Poi un sequel dimenticabile, e poi ancora una raffica di fumetti, videogiochi, pupazzi, parchi a tema, serie televisive, cartoni animati e chi più ne ha più ne metta. Dopotutto, a partire da Guerre Stellari (1977), la lezione che George Lucas aveva impartito al mondo del cinema sullo sfruttamento di quelle che poi sarebbero diventate le “properties” di un “franchise” soprattutto se fantasy o di fantascienza era stata ben digerita negli anni Ottanta.
Il terzo titolo non vide mai la luce (se non come videogioco tre o quattro anni fa) per una serie piuttosto lunga di motivi che è inutile stare qui a riassumere. Il punto è che gli attori si erano stancati, il ciclo era finito e non c’era neanche l’energia per fare come in Star Trek, cioè un film-staffetta in cui la vecchia generazione passasse il testimone alla nuova.
Arriviamo al 2016 e al reboot diretto da Paul Feig e scritto da lui con Katie Dippold, interpretato da Melissa McCarthy, Kristen Wiig, Kate McKinnon e Leslie Jones con in più il boy-toy Chris Hemsworth e qualche altro comprimario (tra cui Andy Garcia che fa qualche scena come sindaco di New York).
È un bel film, fatto bene, con qualche perplessità sugli snodi secondari della storia e un grande, grandissimo problema: gli manca la polverina magica. Quello che il gruppo di comici del Saturday Night degli anni Settanta era riuscito a trasmettere al Ghostbusters originale. Insomma, il miracolo non si è più ripetuto. Non ci sono più riusciti loro, che infatti hanno cercato di evitare il terzo sequel, e certamente non ci sono riuscite le ragazze-femministe-politicamente corrette di questo reboot.
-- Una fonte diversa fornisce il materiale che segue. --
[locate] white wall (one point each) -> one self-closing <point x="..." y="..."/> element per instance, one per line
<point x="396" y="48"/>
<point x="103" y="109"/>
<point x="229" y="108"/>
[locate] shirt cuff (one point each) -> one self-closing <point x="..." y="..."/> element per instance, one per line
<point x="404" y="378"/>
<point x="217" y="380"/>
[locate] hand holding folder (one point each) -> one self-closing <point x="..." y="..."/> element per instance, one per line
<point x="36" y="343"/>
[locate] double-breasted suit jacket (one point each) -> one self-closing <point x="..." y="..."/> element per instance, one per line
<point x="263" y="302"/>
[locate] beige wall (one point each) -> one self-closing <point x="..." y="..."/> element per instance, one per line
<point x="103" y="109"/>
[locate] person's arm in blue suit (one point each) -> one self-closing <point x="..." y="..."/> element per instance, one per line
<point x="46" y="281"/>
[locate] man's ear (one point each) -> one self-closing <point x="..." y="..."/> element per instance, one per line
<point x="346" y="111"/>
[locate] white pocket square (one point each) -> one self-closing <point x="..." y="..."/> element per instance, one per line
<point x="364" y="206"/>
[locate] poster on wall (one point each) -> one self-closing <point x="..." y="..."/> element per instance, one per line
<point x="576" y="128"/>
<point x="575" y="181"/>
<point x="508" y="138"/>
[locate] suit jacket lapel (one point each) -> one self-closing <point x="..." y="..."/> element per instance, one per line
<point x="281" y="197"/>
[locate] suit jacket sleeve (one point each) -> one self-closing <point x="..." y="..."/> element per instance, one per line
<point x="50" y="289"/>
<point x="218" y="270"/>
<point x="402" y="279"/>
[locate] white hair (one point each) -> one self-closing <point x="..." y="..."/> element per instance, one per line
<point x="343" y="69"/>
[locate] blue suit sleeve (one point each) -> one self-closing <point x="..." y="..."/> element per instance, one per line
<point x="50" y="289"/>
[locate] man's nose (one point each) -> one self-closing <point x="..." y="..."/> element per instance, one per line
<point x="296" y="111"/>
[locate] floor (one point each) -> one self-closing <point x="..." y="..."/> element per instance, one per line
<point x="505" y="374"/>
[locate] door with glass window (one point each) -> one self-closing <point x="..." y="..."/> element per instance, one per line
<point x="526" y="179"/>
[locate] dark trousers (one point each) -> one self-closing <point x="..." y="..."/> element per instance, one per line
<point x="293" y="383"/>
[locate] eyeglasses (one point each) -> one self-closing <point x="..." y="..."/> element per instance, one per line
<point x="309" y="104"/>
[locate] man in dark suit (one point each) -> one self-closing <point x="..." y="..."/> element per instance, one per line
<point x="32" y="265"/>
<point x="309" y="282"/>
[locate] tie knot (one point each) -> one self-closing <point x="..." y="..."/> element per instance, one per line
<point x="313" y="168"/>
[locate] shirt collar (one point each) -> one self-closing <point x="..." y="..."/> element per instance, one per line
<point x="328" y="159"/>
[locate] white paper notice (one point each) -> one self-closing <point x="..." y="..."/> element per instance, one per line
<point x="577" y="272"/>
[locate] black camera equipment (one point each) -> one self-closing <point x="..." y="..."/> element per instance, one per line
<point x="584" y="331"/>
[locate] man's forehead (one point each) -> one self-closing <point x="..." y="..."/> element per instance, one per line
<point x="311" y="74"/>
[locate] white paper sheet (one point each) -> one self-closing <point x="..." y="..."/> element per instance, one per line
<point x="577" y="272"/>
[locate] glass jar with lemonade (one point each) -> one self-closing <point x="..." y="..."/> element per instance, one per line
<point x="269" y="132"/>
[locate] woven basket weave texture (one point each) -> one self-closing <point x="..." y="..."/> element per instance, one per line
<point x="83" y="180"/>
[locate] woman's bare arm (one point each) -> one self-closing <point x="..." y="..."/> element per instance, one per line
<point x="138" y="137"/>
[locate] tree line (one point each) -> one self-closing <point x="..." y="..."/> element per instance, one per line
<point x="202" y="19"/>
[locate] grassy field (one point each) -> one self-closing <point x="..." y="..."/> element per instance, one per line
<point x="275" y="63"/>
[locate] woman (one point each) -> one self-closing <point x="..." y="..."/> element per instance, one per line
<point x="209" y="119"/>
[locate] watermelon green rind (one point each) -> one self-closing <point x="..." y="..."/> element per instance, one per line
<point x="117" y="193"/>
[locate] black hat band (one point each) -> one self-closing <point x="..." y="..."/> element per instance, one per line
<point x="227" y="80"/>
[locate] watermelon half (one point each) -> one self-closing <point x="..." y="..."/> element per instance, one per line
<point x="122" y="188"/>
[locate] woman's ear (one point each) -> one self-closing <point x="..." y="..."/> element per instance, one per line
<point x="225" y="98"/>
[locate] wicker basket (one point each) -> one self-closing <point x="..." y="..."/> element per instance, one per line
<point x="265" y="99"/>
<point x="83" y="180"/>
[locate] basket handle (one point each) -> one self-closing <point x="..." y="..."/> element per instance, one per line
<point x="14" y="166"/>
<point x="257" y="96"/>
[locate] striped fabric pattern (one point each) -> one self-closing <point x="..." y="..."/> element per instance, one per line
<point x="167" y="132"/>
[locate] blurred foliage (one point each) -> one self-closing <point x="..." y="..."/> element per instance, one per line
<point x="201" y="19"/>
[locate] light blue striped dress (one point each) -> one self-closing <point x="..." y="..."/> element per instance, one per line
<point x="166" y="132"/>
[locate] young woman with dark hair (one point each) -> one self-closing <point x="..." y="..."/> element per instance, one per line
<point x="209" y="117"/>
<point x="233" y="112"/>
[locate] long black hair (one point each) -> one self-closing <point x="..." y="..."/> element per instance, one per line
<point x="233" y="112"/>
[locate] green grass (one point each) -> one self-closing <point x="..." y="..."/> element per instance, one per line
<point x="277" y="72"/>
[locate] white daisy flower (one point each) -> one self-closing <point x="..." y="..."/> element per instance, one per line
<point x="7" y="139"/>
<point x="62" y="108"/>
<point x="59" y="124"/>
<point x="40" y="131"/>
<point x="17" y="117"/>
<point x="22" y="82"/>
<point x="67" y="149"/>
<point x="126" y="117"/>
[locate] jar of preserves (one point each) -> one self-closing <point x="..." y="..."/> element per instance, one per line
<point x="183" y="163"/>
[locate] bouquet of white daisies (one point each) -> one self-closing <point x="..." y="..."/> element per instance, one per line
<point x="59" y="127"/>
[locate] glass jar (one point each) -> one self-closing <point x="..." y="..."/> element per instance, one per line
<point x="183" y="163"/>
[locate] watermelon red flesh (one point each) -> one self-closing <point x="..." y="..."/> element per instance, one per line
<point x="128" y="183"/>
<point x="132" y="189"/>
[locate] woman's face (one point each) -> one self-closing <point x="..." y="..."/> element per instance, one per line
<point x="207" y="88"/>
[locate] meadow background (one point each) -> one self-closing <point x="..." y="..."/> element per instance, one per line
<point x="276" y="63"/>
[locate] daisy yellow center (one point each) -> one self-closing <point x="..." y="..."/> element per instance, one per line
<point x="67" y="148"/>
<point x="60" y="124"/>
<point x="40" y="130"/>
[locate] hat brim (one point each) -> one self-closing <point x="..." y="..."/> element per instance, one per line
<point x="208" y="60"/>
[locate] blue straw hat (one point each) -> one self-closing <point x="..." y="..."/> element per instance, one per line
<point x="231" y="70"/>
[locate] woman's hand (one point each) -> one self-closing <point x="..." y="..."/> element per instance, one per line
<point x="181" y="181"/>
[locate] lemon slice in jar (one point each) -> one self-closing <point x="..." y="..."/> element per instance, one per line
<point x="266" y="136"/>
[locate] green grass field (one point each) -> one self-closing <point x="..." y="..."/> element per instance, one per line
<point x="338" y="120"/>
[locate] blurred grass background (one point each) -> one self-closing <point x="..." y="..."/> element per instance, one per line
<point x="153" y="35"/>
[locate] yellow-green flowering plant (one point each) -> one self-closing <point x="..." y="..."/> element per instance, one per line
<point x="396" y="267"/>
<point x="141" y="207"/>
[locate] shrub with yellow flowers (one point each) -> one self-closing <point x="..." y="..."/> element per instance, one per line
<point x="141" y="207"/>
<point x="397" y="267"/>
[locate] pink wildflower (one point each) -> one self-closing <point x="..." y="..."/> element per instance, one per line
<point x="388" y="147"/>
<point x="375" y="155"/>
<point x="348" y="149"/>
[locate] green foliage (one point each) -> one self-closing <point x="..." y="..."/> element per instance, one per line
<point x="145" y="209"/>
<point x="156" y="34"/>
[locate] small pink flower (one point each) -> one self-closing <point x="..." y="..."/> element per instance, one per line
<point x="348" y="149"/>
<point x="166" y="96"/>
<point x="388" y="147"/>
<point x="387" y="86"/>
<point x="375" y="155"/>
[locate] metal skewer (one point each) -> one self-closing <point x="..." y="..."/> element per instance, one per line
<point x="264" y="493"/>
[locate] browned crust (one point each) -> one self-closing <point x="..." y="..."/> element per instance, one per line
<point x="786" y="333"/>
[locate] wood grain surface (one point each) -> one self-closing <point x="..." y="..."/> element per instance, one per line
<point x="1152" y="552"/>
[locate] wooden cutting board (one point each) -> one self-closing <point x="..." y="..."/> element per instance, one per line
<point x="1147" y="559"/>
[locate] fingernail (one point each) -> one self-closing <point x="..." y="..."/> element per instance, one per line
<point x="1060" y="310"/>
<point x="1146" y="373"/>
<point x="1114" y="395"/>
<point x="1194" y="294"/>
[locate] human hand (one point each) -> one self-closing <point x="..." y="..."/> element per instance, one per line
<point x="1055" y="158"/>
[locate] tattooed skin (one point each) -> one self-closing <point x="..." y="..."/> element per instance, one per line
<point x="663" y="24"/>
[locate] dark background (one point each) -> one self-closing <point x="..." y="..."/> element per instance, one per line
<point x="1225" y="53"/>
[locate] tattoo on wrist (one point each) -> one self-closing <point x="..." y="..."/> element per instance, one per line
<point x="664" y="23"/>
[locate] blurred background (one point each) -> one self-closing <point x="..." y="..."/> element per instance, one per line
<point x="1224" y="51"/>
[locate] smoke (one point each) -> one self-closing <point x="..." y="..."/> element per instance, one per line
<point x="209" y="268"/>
Le giovani allieve di Tina Fey (o perlomeno questo sembrano) hanno certamente messo un sacco di energia cercando però di tenersi in equilibrio su una storia a cui manca fondamentalmente una identità.
Ghostbusters 2016 è stato volutamente pensato come un “femmine contro maschi” e quindi vediamolo così, con la consapevolezza però che si tratta di un’analisi e che non ha niente a che fare con gli attacchi e gli insulti personali che sono stati rivolti all’attrice nera Leslie Jones e che hanno portato a forti polemiche in rete.
La squadra dei maschi del 1984 ha una qualità che manca completamente a quella del 2016: un umorismo surreale e situazionista, una vena di vera lucida follia, e un modo di muoversi e andare in giro che non può essere definito diversamente se non citando un altro film di Aykroyd con Belushi: “in missione per conto di Dio”. Alle ragazze, che sono talenti della stand-up comedy, interpreti piuttosto di successo di nuovi modi di presentare le figure femminili sul grande schermo.
Melissa McCarthy è stata davvero notevole in Spy (2015) e Le amiche della sposa (2011), e delle quattro è forse la più talentuosa ed esplosiva.
Kristen Wiig, che ha la parte della spalla e regge la parte razionale del film, anche se contiene anche la sua vena di follia, cioè la passione incontenibile per il segretario-zucca vuota e boy-toy Chris Hemsworth (il Thor dei Marvel Studios). Ha fatto di tutto, oltre al Saturday Night Show: da The Martian (2015) alla doppiatrice dei film della serie Despicable me (2010 e successivi).
Kate McKinnon, la più giovane del gruppo, è creatura più puramente del Saturday Night Show ed è una specie di Fiorello o Gigi Sabani per la capacità di fare imitazioni. La sua recitazione risente del problema che hanno tutti gli imitatori: la difficoltà a trovare e far sentire chiaramente la propria voce (non a caso di solito gli imitatori finiscono a fare i presentatori, perché si tratta di un mestiere in cui si interpreta un ruolo più generico e semplice da abitare: potrebbero anche andare a leggere il telegiornale con risultati più che passabili secondo me).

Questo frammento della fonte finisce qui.